А с Хреновым – забыл. Впрочем, однажды, завалился в котельную на Адмиралтейской. В какую? Да, наверно, в шестую, потому что не в десятую и не в двенадцатую точно. А там дежурила оператор по фамилии не то Бесогонова, не то Чертолясова – обе такие работали, – сами посудите, как не перепутать? Нет, хочется верить, что первая, потому что фамилия более светлая, что ли. Так вот, а были мы сменными мастерами, то есть я, Юра Колкер, Саша Кобак и Славка Долинин, ну и ходили по очереди по объектам Второго Октябрьского участка. Нас не ваяли учиться на операторов, сказали, что мы и так достаточно образованны, и предложили ответственные должности на все те же сутки через трое. Причем я ездил на велике. Стало быть, приезжаю я на Адмиралтейскую, а там оператор подает мне сменный журнал. Расписываюсь. И вижу между страниц небольшую такую фотографию какого-то концерта, типа курехинского с Бобиком или что-то в этом роде, и там, на сцене, среди обезумевших музыкантов, свое спокойное вдумчивое лицо. ????? А это вам, говорит мне Бесогонова, просили передать. Кто там, что там, я спрашивать не стал, во-первых, потому что никогда не был любопытным, как, например, Иванов, во-вторых, что тут удивительного – тогда на нашем участке если и работали две-три настоящие старушонки операторами, так это еще ничего, а все остальные – исключительно гуманитарии, свои люди.

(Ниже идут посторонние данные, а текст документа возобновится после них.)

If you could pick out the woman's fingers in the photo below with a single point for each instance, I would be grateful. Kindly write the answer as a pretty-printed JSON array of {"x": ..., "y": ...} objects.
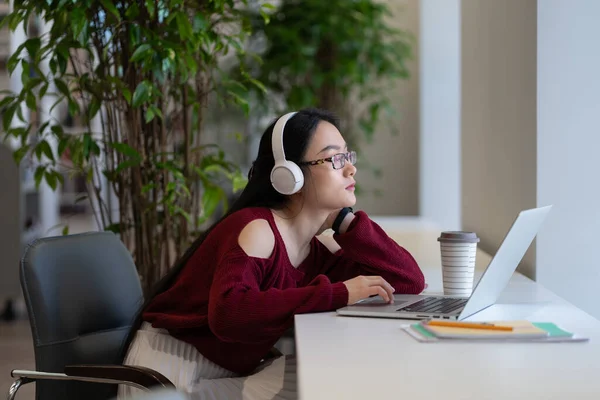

Олег Охапкин, Драгомощенко, Пудовкина, да тот же Боцман, Володя Ханан и прочие. Всех не перечислить, ей-Богу. Забыл. Такие были традиции. Потом и Шагин работал, Женьки: Кушнер, Волковыйский, Пазухин, Дима Григорьев, но уже после нас, может, и сейчас кто работает. И это не случайно, смотрите сами: сиди себе на смене в котельной, а занимайся, чем хочешь, – читай, пиши, переводи, рукописи редактируй, самиздат составляй, в некоторых котельных даже пишущие машинки постоянно стояли привинченные, и библиотеки приличные, – в общем, живи, только присматривай за температурой, а если у тебя паровой, так чтоб воду не упустить. И друзьям удобно тебя навещать, если им выпить негде, – центр ж города. Ну, а где поэзия, там и девушки, и вино.

А потому, когда при очередном обходе объектов на Адмиралтейской, 6, из тени котла выступил какой-то молодой человек, ну не в мундире Политехнического, а просто в коричневом пиджачке и клетчатой рубашечке под ним, но с неким таким политехническим отпечатком, я не удивился: к хорошенькой девушке пришел аккуратненький мальчик – всюду жизнь. Девушки не человеки, что ли? Честно признаюсь, что лучшего места для романтических свиданий, чем котельная, в те годы я и не воображал. Впрочем, и не я один. Что-то, возможно, и вправду было, способствующее любовникам, в вечных сумерках за низким оконцем, в гуле горелок, в шелесте сетевого насоса, в тихих и непредсказуемых, как икота, щелчках невидимых бойлеров.

А он возьми и представься, мол, Хренов. Очень, говорю, приятно. А, однако, Хренов, запашок у вас занятный. Да запашок как запашок, отвечает, вот, извольте, «Монтекристо» кубинские, черный табак. Как? Не может быть, кричу, ведь и у меня «Лигерос». И где берем? На Ваське, на Седьмой линии не переводится. Так ведь и я на Седьмой отовариваюсь! Вот тебе раз. Тут дежурный оператор Бесогонова сразу говорит: чайку прикажете? Словом, попили мы чая, покалякали, и сразу все выстроилось: и фотка с концерта, и сам он подозрительно кого-то напоминающий лицом, и прочее – все к одному, и масса у нас общих траекторий и пересечений: Курехины там, Драгомощенки, Гребенщиковы, Останины… (Очень может быть, что так все и было.)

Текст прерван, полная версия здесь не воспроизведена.